About Tarn & Tarn-et-Garonne
The departmental capital, Albi, is well worth a visit, with plenty to fill a day out, including the Cathedral, the Toulouse-Lautrec museum, and boat trips on the River Tarn.
Following the Tarn westwards, and you will come to Gaillac, an attractive town surrounded by vines, which produce very highly regarded wines. A tour of the vineyards is highly recommended.
Head north and winding country roads take you through scenic countryside, passing picturesque hilltop towns such as Puycelci, Monestiés and Cordes sur Ciel. This latter is a superbly preserved walled bastide with narrow cobbled streets winding their way up to the tree lined square at the top from where you are afforded a spectacular far reaching view.
The Tarn-et-Garonne countryside varies from the high limestone plateau – the Causse – covered with rocky outcrops, vast oak forests and vineyards famous for the production of the fruity Cahors wine, to a more dramatic landscape of gorges carved out by meandering rivers.
The principal town is Montauban, which has a delightful old centre and a museum dedicated to one of its most famous ‘sons’, the artist Ingres.
The department also includes a number of lovely small towns and villages, including the hilltop town of Bruniquel. This latter is one of France’s official ‘most beautiful’ villages, known since the 14th century for its saffron, and for its two châteaux which tower above its cobbled streets.
Festivals and Events
A number of exhibitions are held throughout the summer at the château in Bruniquel, as well as their annual festival at the end of July/of beginning August. The programme consists of concerts and performances of works by Offenbach.
Montauban holds an annual jazz festival in early July, with a varied programme also embracing swing, blues, gospel and reggae.
Also in Montauban, ‘Les Quatre-Cent Coups’ is a week-long festival held in early September, with concerts, balls and street parties to commemorate the failed attempt by Louis XIII to besiege the town.
The ‘Fête du Grand Fauconnier’ in Cordes sur Ciel in July is a medieval festival with wonderful costumes and traditional crafts.
Activities to enjoy
The dramatic gorges cut by the River Aveyron are perfect for walking, mountain biking, canoeing and kayaking. Adventure pursuits such as rock climbing, via ferrata and caving are also possible.

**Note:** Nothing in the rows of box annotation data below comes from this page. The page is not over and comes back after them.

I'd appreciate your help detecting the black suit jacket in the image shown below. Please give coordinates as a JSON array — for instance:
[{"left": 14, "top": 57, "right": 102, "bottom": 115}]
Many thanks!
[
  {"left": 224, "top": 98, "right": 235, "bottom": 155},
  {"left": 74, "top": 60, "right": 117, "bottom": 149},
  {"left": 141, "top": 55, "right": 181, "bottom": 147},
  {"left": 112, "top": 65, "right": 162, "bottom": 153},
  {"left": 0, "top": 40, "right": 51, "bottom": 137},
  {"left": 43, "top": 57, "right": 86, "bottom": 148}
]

The area around Carmaux was known for mining in the past, and this heritage can be discovered at the Mining Museum in the town. However, a former open pit mine at Le Garric now has a new lease of life as a multi-activity centre called 'Cap découverte', offering watersports, a funpool with waterslides, cycling, rollerblading, and dry ski slopes. There is also a lakeside theatre where shows, concerts, laser light shows take place throughout the summer.
Carmaux is also the gateway to the Viaur valley gorge, which is great for hiking and mountain biking.
A popular thing to do in Albi is to take a trip on the River Tarn in a 'gabarre’, a traditional flat-bottomed boat.